Kassenbericht oder Kassenbuch?
Und dann gibt da noch die Frage, in welcher Form die Bareinnahmen und -Ausgaben zu dokumentieren sind. Grundsätzlich gibt es zwei mögliche Alternativen:
- Kassenbuch
Alle Bar-Eingänge und -Ausgänge werden in einem gebundenen Kassenbuch (Schreibwarenhandel) mit durchnummerierten Seiten einzeln mit Datum, Betrag und Vorgang eingetragen. - Kassenbericht
Tägliches Zählprotokoll und die Einnahmen werden mittels retrograder Rückrechnung ermittelt.

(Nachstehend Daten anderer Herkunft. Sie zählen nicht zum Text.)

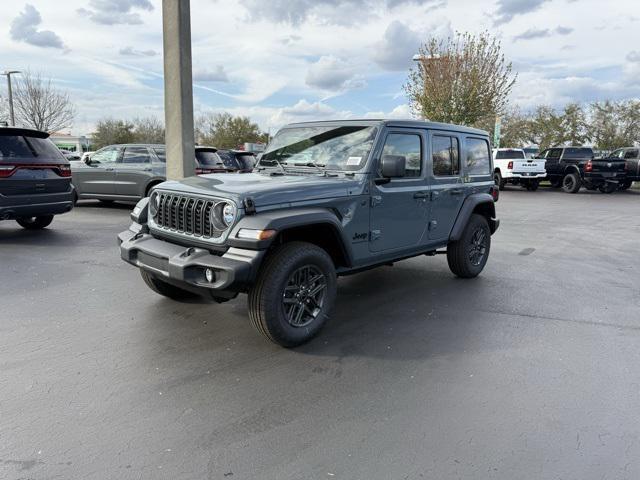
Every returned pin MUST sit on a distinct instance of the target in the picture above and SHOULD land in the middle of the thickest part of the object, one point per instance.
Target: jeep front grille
(183, 214)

Um es gleich vorweg zu nehmen: der Kassenbericht ist nicht wirklich zu empfehlen, aus zwei Gründen:
- Einzelbelegpflicht wann immer zumutbar
Kassenberichte sind den Branchen vorbehalten, bei denen „Waren von geringem Wert an eine unbestimmte Vielzahl nicht bekannter und auch nicht feststellbarer Personen verkauft werden“. Das trifft schon allein durch die erforderliche Einverständniserklärung nicht zu, denn der Kunde ist damit bekannt und identifizierbar. Auch die Kriterien „geringer Wert“ und „unbestimmte Vielzahl“ treffen nicht wirklich zu. - Wenig Vertrauenswürdig
Kassenberichte werden bei einer evtl. Steuerprüfung noch kritischer geprüft, als handschriftliche Kassenbücher. Im Zweifelsfall kann es euch passieren, dass ein Prüfer diese aus obigen Gründen grundsätzlich ablehnt und euch schätzt.
Es bleibt also alles, wie es ist: Das gute alte handschriftliche Kassenbuch (oder elektronische, aber unbedingt mit Zertifizierung!) wird uns noch eine Weile begleiten.
Tattoo-/Piercing-Einnahmen über die Studio-Kasse
Es gibt aber die Möglichkeit, zumindest die resident Artists in eurem Studio von den lästigen Kassenbüchern zu befreien, indem ihr alle Bar-Einnahmen über eine Studio-Kasse bucht, ihr also an der Theke kassiert. Anschließend erstellt ihr eine tägliche oder wöchentliche Abrechnung mit den Artists und überweist deren Anteil (nach Abzug der Platzmiete) auf das jeweilige Konto. Das hat den Effekt, dass bei dem Artist dann keine nennenswerten Bar-Einnahmen mehr anfallen und die Pflicht zur Kassenbuchführung entfällt.
An dieser Stelle ist jedoch Vorsicht geboten:
- Gefahr der Scheinselbständigkeit
Wenn ihr für die Artists kassiert und im Zuge der Abrechnung seinen Anteil auszahlt, sind eure Artists nun Sub-Unternehmen. Dies, zusammen mit weiteren Faktoren, kann bei einer Betriebsprüfung dazu führen, dass eure Artists als Scheinselbständig eingestuft werden und ich rückwirkend (!) sämtliche Sozialabgaben für diese nachzahlen müsst. Insb. bei umsatzabhängigen Platzmieten muss das nicht so sein und ihr könnt euch ganz einfach über eine Statusfeststellung davor schützen (siehe unseren Orga.-Leitfaden). - Steuerhinterziehung
Es soll je Kollegen geben, die von 300,- € Tattoo-Einnahmen nur 200,- € angeben und den Rest als Trinkgeld verbuchen. Solltet ihr auf die wahnwitzige Idee kommen, dies über eure Kasse mitzumachen, macht ihr euch als Studio-Inhaber der Steuerhinterziehung schuldig, nicht der Artist.
Es bleibt spanend!
Klar ist: Der Fiskus will weg von offenen Ladenkassen und zu viel Bargeschäft, so viel müsste mittlerweile jedem klar geworden sein. Es macht also Sinn, sich schon jetzt Gedanken darüber zu machen, wie das für euch aussehen kann und wie ihr das evtl. sogar für euch nutzen könt. Wir treffen auf immer mehr Studios, die schon heute 80% und mehr ihres Umsatzes bargeldlos abwickeln: EC-Terminals, PayPal, Online-Buchung mit Sofort-Überweisung u.v.m. Das Zusammen mit intelligenten Steuersparmodellen (Lasst euch da beraten! Es heißt „Steuerberater“ und nicht „Buchhalter“!) spart viel Arbeit, Nerven und bietet euren Kunden einen zusätzlichen Service.